47 この超観照的な状態を達成したとき、ヨギはチッタ(マインド・スタッフ)のバランスのとれた静けさによって純粋な霊的認識を得る。
(ニルヴィチャーラ・サマーディが純粋となったとき、至高の自己は輝く)

『魂の光』では、純粋な霊的認識を得るスートラ46の状態を説明しているが、『インテグラル・ヨーガ』では、ニルヴィチャーラ・サマーディが、純粋になった時の状態を説明している。

ニルヴィチャーラ・サマーディは、この後、スートラ51で出てくるので、この2つのスートラの解釈は、微妙に違うような気がしないでもないけど。?

『魂の光』では、このスートラの「アイディア」は、真の意味での「純粋さ」に関するもので、それは、「限定からの自由」を意味する、と解説が続く。

限定からの自由が、純粋さ。
私たちって、あらゆる限定の中で生きてるからね。

限定をつくるマインド・スタッフが完全に静まれば、可能になる・・・完全に静まればね。
そうすれば、自分自身をすべての形態から引き離し、形態のないものと同一化できる。
それは、自らの存在のハートの中心点に到達した、ということでもあるのだそうだ💕

その霊的認識の点からだと、あらゆる生活、仕事、環境は自分には関係のない過ぎゆく見せ物のように見えてくるとのこと。

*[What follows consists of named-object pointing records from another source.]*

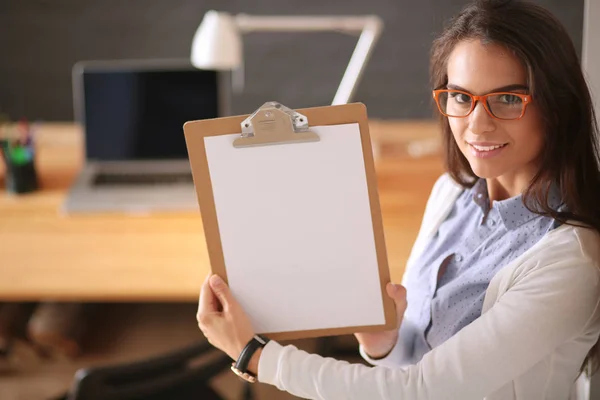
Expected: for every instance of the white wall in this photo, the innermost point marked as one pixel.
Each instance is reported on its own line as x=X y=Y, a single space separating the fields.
x=591 y=48
x=591 y=64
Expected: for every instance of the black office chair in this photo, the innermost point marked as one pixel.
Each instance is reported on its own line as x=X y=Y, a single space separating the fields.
x=176 y=376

その状態だからこそ、それらに純粋な霊のサーチライトを当てることができるのだという。


48 彼の知覚は今、誤ることなく正確である(つまり、彼のマインドは真理だけを明らかにする)。
(これがリタムバラー・プラジュニャー、すなわち絶対的な真理意識である。)

スートラ47の状態が、絶対的な真理意識状態で、知覚は誤ることない。

自らの意識からすべての形態を除去しているからこそ、その背後にあるもの、その形態のアイディア、真理を「正確に誤りなく」知覚できる。


49 この知覚は特に独特なものであり、(証拠、推理、推論を用いて考える)弁別的なマインドには明らかにできないものを明らかにする。
(この特殊な真理認識は、聞いたり、聖典から学んだり、推理したりして得られる知とは、完全に異なっている。)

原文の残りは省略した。